When sessions run under the Agent SDK, the collector holds pending decision objects directly instead of a pane map: on canUseTool, the SDK process registers a pending future (session_id, tool, input) and awaits; the UI renders it; your allow/deny/edit resolves the future via /reply; the callback returns {behavior, updatedInput?} and the session proceeds. Removes the tmux scraping/send-keys fragility and gives input-modification for free, at the cost of moving sessions off the terminal. Recommended as v2.

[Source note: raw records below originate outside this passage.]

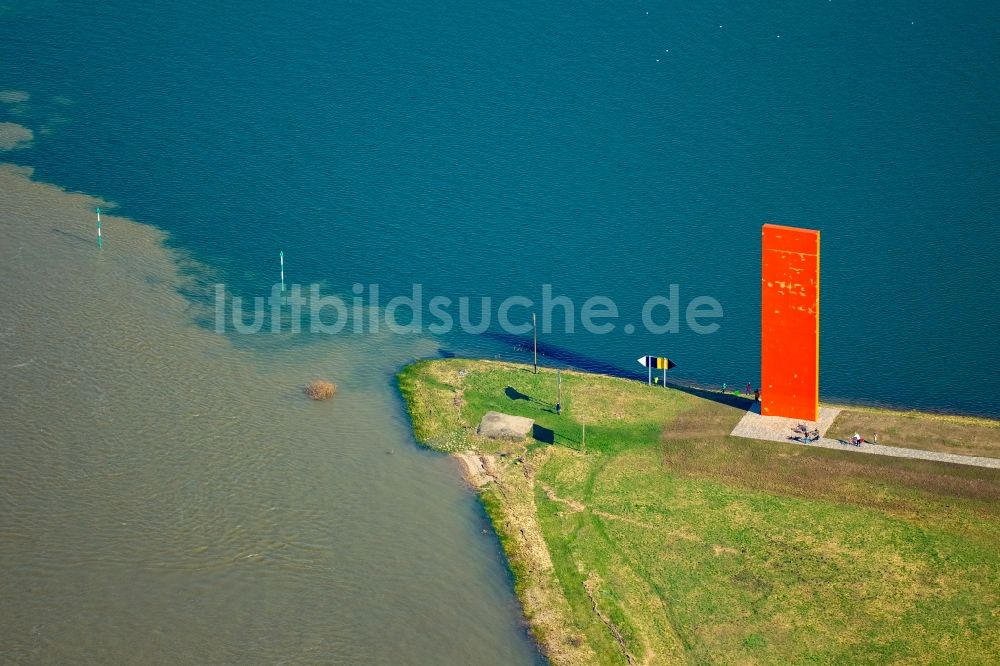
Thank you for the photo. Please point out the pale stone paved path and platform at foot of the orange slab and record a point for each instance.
(780, 429)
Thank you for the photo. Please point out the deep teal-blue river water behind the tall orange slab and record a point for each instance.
(605, 148)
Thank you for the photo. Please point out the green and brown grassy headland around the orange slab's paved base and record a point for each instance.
(663, 540)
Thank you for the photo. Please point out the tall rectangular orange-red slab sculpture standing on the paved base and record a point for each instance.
(789, 349)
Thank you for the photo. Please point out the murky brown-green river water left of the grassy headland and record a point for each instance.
(168, 496)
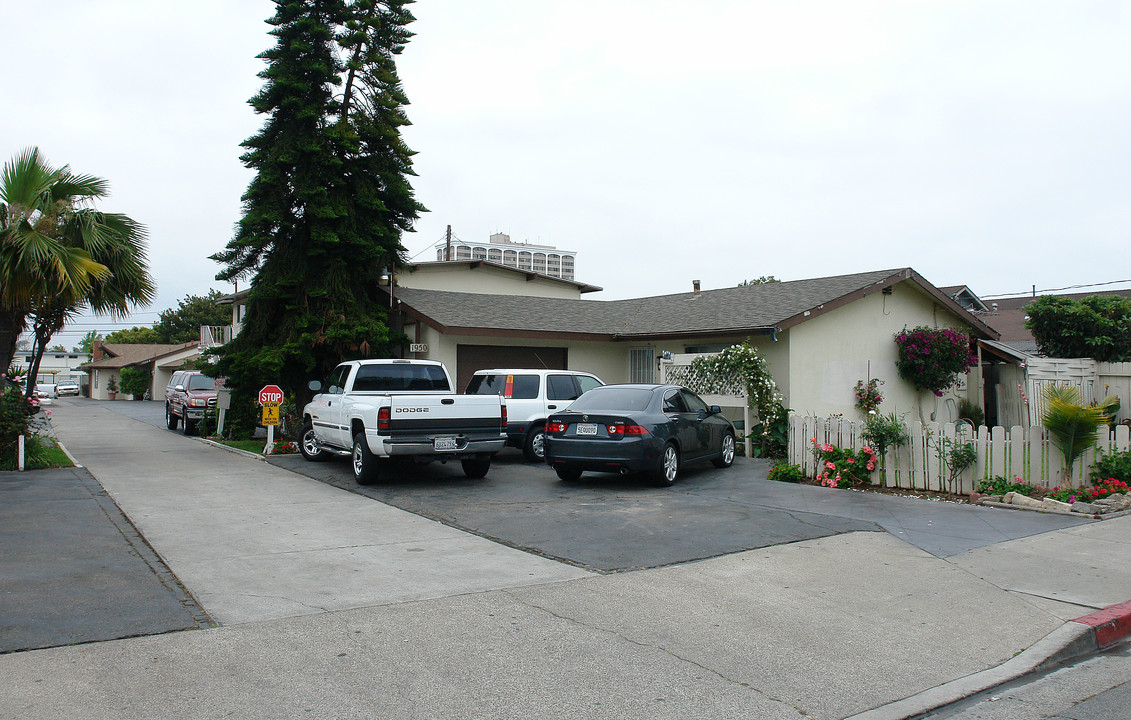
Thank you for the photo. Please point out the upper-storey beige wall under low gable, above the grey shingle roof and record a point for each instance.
(485, 280)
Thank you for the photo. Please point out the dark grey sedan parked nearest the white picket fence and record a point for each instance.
(637, 429)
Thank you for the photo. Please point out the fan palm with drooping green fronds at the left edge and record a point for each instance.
(59, 256)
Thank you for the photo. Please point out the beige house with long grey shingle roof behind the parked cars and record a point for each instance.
(821, 336)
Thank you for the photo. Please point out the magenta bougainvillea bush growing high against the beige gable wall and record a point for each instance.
(931, 359)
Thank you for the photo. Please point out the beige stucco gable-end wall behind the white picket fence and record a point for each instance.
(830, 353)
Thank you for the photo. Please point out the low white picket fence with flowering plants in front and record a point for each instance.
(1017, 453)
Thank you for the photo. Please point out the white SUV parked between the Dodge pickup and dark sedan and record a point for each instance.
(532, 396)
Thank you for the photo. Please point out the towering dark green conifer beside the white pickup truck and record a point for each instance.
(326, 211)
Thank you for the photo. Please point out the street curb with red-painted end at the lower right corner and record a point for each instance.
(1076, 638)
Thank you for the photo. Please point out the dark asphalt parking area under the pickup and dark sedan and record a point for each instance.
(611, 523)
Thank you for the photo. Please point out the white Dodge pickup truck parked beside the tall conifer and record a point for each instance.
(377, 410)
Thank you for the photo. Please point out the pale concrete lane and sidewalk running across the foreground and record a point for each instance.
(334, 605)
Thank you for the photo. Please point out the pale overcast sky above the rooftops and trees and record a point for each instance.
(980, 143)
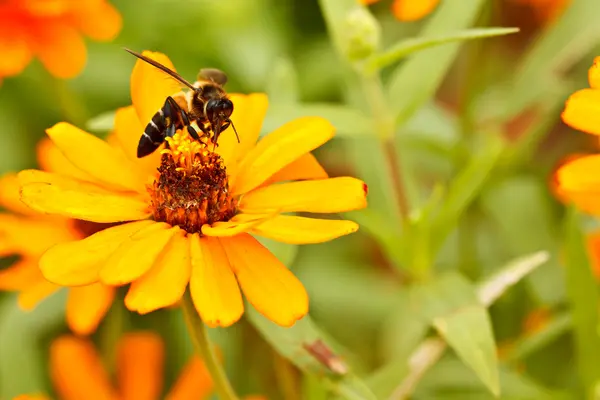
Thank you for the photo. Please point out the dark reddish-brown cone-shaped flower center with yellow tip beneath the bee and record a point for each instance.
(191, 188)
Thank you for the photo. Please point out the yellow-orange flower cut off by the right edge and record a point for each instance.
(578, 181)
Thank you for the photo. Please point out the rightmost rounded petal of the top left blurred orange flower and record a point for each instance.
(97, 19)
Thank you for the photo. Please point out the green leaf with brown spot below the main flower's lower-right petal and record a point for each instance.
(291, 342)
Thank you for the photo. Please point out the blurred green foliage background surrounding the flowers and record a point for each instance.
(476, 136)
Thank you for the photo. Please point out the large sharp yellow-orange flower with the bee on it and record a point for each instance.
(190, 220)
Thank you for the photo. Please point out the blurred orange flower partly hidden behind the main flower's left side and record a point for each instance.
(27, 234)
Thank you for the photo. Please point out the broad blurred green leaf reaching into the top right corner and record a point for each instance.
(558, 49)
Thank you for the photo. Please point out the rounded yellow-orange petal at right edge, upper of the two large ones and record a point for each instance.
(582, 111)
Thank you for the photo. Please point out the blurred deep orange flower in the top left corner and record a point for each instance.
(52, 31)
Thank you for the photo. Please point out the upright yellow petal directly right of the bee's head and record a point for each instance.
(248, 114)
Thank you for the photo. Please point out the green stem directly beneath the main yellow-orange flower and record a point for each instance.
(204, 349)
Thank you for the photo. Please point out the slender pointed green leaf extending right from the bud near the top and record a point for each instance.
(409, 46)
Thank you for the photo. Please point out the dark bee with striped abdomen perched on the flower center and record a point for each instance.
(206, 104)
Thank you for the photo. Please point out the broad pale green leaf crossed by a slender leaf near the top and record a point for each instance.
(414, 82)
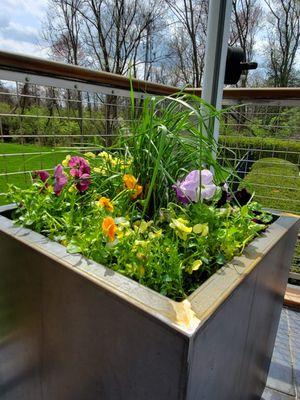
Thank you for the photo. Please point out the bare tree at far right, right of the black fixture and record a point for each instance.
(283, 38)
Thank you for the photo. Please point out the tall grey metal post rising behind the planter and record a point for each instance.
(215, 56)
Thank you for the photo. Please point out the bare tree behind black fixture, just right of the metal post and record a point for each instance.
(246, 15)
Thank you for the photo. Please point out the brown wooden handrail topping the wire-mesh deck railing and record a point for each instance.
(37, 66)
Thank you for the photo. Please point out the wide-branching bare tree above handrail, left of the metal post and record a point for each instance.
(115, 31)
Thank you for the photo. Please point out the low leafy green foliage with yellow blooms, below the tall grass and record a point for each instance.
(172, 254)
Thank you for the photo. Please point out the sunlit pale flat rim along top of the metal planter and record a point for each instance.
(186, 316)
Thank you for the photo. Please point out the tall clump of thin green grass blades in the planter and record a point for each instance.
(167, 141)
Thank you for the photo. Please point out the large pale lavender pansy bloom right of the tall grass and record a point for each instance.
(189, 188)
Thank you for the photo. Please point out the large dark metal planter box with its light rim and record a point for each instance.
(73, 329)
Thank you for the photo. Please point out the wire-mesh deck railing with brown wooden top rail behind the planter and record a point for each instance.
(47, 107)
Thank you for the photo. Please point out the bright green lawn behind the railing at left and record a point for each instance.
(19, 158)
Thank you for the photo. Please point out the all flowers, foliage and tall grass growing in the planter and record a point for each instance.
(156, 209)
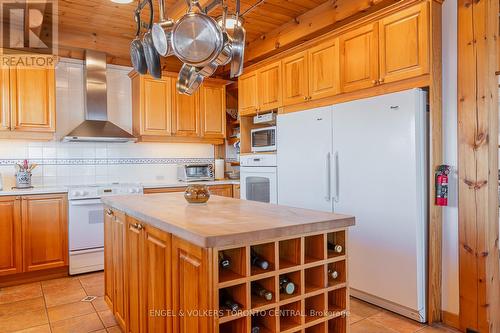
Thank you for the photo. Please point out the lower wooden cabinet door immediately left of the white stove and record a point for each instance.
(45, 232)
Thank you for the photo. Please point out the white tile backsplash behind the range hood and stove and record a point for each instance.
(90, 163)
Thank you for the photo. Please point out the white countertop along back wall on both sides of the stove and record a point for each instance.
(64, 189)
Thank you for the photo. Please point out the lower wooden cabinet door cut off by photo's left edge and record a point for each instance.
(10, 237)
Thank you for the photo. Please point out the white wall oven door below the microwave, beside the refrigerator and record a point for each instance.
(259, 184)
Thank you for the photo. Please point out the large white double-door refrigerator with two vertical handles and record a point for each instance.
(366, 158)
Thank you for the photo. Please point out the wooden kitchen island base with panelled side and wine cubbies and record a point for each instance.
(159, 282)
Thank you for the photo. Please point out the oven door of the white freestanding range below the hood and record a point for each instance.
(86, 224)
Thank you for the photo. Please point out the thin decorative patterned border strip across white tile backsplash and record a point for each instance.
(109, 161)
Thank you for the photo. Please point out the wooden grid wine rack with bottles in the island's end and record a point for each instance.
(319, 302)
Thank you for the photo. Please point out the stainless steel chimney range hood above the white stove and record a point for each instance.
(96, 127)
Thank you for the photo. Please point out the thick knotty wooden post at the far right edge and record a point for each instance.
(478, 165)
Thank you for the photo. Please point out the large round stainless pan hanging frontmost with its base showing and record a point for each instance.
(197, 39)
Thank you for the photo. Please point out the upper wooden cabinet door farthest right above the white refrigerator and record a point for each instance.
(404, 44)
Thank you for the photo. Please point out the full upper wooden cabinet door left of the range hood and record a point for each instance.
(32, 99)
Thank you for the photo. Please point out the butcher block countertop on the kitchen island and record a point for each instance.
(224, 221)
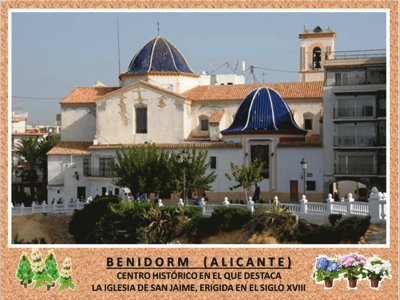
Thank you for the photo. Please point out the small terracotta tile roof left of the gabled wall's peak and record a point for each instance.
(86, 95)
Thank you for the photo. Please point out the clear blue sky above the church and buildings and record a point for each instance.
(54, 52)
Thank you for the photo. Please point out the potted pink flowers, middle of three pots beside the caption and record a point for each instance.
(351, 267)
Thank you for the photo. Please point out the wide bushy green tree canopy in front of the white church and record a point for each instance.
(151, 169)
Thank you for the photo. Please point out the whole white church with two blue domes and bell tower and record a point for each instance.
(161, 100)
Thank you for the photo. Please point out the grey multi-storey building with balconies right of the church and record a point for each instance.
(355, 122)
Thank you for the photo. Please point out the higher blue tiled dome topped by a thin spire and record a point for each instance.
(158, 55)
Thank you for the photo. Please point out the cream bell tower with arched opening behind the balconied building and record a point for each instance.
(315, 47)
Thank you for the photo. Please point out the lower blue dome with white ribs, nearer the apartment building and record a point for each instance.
(264, 110)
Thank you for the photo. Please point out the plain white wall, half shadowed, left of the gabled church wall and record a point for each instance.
(78, 123)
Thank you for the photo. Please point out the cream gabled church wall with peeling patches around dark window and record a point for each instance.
(116, 118)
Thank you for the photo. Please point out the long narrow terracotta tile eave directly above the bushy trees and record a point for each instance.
(204, 145)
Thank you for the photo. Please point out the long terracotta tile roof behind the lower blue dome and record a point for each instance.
(289, 90)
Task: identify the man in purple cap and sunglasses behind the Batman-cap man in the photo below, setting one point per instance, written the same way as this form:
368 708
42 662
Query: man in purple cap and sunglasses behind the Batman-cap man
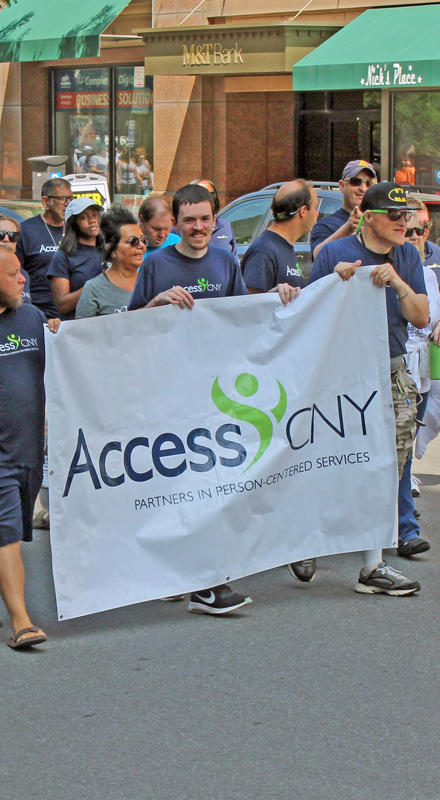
357 177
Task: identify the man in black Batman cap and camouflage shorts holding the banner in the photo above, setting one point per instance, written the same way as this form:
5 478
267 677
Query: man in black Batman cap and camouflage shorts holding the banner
380 241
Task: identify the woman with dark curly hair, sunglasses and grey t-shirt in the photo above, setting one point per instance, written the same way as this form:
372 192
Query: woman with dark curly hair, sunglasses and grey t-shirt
110 292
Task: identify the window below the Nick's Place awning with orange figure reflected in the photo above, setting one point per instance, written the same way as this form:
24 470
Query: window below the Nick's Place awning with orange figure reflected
416 143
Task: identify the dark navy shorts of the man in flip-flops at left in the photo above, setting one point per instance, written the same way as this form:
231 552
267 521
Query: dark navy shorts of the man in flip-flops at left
19 487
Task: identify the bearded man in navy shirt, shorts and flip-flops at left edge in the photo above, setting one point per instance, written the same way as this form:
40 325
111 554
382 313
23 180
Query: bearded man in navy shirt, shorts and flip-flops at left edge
21 439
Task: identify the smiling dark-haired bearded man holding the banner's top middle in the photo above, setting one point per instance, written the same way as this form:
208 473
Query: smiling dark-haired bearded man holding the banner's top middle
189 270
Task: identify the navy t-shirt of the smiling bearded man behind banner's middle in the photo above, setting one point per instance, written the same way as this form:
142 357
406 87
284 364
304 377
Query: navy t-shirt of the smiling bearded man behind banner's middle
216 274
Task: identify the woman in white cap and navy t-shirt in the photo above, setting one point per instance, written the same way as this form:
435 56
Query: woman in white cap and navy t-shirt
80 255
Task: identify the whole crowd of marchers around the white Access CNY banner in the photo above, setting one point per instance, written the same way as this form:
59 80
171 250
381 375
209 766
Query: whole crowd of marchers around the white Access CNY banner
76 260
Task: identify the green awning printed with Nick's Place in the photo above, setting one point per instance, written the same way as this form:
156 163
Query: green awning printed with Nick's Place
382 48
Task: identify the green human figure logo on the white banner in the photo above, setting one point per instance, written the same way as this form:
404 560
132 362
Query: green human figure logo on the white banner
247 385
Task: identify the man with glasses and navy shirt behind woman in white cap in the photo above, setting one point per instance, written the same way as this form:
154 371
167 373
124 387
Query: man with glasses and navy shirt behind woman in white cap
40 238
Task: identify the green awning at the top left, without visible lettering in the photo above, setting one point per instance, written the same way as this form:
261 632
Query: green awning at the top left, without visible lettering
40 30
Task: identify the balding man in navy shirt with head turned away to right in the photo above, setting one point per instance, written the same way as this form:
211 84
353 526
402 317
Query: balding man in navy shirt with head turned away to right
271 260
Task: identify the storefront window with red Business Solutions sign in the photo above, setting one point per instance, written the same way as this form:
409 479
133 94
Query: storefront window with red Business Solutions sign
84 108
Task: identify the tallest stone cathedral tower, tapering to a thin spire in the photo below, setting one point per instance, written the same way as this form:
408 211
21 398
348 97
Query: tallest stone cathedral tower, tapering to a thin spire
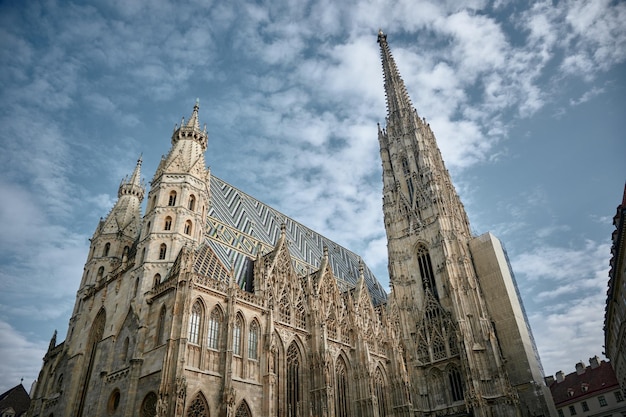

Implementation phases (Substrate A)

  1. Probe Notification / Stop firing behavior to lock the detection model.
  2. Emitter — the two hook scripts + settings.json wiring.
  3. Collector — ingest endpoint, SQLite state, registry, WS broadcast.
  4. Context — transcript tailer + capture-pane fallback.
  5. Trail Boss pane — minimal TUI or web page: queue list, focused-card context, reply box, skip.
  6. Dispatchersend-keys delivery + UserPromptSubmit dequeue. Close the loop.
  7. Iterate on ordering policy and re-surface penalty.

Open questions

  1. Idle vs. blocked priorityStop reliably signals "finished its turn, wants the next instruction," so idle detection is solved; the open question is ranking it below time-sensitive permission blocks. Confirm the policy.
  2. Notification value-add — with Stop + PermissionRequest covering idle and hard blocks, does Notification surface anything they miss (e.g., a long-idle nudge)? If not, drop it from the emitter.
  3. Reply round-trip fidelity — does send-keys survive multi-line input, paste, or a menu selection intact? Test per prompt type.
  4. Stale items — a skipped item you answer directly in the terminal should dequeue via the UserPromptSubmit hook; confirm that closes the loop.
  5. Ordering policy — most-stuck-first vs. project-priority vs. cheapest-to-answer-first.
  6. Remote access — local TUI vs. a web page reachable from a phone; web wins for plan/diff rendering and mobility.
  7. Concurrency ceiling — at what session count does the human saturate regardless of routing? The router buys throughput, not infinite capacity.